A more recent classic that also won the Oscar is KOLYA, by director Jan Sverak. The film is the second in a trilogy that explores the subtleties of modern Czech life, focusing on the relationship between a concert cellist and the five-year-old son of his Russian lover. Sverak’s third film in the trilogy EMPTIES won the Gold Dolphin award for best film last year at FESTROIA.
There are innumerable stories to be told of the harsh life under Nazi occupation for Czech film artists. Among the best of the lot is DIVIDED WE FALL, a powerful drama by Jan Hrebejk that was released to great acclaim in 2000. The film is set in a small town with a childless couple who offers refuge to the Jewish son of their former employer. What everyone involved is called to do for simple survival gives the film its power and its anti-war sentiment.
Two more recent films round out the Czech tribute. In VACLAV by Jiri Vejdelek, a story of post-Communist Czechoslovakia emerges that echoes the films of the 1960s by such masters as Milos Forman, Ivan Passer and Jiri Menzel. Based on true events that took place when President Vaclav Havel offered a vast amnesty, the film focuses on another man named Vaclav who lives in a small village and whose autism makes him the town’s local fool, much despised and degraded by the townspeople. When he is forced into a mental institution, his enterprising mother and scheming brother must convince the locals to sign a petition to get him included in the amnesty list….a task that tests the mettle of everyone involved. The film was chosen as the Opening Night Gala here.
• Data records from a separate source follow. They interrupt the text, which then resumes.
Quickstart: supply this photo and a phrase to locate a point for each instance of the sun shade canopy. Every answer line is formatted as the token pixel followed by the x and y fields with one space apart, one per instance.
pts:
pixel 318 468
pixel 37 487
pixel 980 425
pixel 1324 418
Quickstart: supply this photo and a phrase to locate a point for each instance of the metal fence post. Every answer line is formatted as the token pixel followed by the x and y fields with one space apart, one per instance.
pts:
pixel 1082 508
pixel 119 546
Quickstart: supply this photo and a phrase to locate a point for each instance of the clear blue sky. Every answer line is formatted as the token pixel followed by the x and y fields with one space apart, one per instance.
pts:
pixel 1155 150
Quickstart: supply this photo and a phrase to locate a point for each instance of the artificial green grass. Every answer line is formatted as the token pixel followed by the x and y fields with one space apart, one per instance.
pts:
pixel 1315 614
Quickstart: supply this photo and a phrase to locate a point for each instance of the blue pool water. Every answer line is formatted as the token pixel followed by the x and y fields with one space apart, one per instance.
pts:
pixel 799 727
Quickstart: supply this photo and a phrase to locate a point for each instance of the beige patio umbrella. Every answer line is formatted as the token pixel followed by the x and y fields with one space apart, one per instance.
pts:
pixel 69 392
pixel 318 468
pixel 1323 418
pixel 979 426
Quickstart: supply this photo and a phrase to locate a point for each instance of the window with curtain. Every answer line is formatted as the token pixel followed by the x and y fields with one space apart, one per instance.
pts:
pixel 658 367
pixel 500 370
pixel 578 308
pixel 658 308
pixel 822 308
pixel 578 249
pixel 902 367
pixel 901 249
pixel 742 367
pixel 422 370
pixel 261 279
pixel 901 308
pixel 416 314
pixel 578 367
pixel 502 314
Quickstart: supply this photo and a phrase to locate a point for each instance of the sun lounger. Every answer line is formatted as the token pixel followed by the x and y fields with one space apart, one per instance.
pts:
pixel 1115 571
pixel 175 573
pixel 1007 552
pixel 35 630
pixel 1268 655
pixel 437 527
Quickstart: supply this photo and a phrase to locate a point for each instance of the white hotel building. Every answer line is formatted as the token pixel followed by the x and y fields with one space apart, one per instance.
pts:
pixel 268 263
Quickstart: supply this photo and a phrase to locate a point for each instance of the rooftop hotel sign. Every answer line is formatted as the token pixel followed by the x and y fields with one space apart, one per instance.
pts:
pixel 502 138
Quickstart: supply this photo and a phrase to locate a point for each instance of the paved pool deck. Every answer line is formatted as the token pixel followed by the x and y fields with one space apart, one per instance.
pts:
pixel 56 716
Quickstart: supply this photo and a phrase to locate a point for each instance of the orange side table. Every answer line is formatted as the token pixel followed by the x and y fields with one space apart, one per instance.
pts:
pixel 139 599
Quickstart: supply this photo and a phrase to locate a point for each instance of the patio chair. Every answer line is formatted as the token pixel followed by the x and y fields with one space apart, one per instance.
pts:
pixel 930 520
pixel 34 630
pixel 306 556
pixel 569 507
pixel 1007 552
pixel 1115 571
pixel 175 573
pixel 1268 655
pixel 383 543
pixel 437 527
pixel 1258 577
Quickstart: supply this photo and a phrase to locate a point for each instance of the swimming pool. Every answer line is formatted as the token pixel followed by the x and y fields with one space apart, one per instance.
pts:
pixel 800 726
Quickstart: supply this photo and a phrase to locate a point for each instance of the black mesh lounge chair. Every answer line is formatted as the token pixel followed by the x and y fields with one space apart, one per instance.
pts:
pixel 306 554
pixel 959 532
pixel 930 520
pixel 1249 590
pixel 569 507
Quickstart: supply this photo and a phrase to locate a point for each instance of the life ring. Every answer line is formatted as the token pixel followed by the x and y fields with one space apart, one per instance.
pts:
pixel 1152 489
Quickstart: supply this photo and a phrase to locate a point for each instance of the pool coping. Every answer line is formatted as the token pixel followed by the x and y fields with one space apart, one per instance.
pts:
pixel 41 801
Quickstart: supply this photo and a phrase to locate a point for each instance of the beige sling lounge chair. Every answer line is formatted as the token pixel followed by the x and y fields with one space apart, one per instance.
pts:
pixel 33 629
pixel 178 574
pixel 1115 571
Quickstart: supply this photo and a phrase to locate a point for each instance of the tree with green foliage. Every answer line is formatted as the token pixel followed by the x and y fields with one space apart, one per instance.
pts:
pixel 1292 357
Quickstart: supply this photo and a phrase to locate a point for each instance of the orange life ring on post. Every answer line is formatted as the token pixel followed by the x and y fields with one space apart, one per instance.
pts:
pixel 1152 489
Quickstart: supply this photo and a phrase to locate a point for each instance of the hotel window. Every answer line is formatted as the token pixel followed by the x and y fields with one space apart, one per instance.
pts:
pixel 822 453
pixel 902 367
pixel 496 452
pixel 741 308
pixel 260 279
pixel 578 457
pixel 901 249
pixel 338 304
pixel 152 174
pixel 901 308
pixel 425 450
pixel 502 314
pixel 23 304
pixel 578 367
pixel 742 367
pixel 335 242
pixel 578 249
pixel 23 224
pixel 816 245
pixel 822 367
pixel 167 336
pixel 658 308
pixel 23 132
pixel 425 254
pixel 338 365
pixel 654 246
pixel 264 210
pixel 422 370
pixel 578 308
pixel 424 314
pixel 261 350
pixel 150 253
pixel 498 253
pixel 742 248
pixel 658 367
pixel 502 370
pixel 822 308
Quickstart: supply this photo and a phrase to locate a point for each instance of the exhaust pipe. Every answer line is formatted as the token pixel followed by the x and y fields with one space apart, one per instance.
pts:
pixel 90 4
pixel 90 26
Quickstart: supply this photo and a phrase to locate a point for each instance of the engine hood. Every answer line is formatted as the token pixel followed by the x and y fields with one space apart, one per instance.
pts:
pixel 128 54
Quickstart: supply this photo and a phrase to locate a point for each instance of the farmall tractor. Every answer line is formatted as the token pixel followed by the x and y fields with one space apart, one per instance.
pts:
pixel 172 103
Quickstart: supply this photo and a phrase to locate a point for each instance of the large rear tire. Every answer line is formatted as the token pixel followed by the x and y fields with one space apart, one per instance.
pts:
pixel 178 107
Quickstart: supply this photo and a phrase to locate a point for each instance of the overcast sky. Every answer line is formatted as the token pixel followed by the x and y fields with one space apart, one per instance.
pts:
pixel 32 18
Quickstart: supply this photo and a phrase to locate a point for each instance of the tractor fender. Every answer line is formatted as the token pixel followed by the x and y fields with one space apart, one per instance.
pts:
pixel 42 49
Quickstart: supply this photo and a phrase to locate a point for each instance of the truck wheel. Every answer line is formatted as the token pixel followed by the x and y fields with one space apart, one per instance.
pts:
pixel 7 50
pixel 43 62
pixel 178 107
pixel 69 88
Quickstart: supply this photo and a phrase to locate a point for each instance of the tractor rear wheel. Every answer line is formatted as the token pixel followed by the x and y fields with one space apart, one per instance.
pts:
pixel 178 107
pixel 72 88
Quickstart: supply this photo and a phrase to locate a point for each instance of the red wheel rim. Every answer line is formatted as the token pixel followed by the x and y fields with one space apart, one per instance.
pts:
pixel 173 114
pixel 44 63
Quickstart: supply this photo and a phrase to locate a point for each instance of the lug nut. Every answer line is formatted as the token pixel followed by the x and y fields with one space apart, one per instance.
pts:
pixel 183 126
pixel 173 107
The theme is more grotesque in the historical drama BATHORY, based on the real-life story of Countess Elizabeth Bathory whose infamous cruelty is the stuff of legend. Indulging her privilege with the torture and draining of blood of young women as a way of keeping herself youthful, this 16th century “vampire” is listed in the Guinness Book of Records as the great murderess in the history of mankind. Director Juraj Jakubisko looks beyond the myth to uncover the realities of the court where Bathory is vilified as being richer than the king and that the legend of her cruelty was conspired to vilify her and contain her influence. With a lush attention to period detail, the film is the most expensive production to date in Central European history and has been a considerable box office hit in Czech and Slovak theaters.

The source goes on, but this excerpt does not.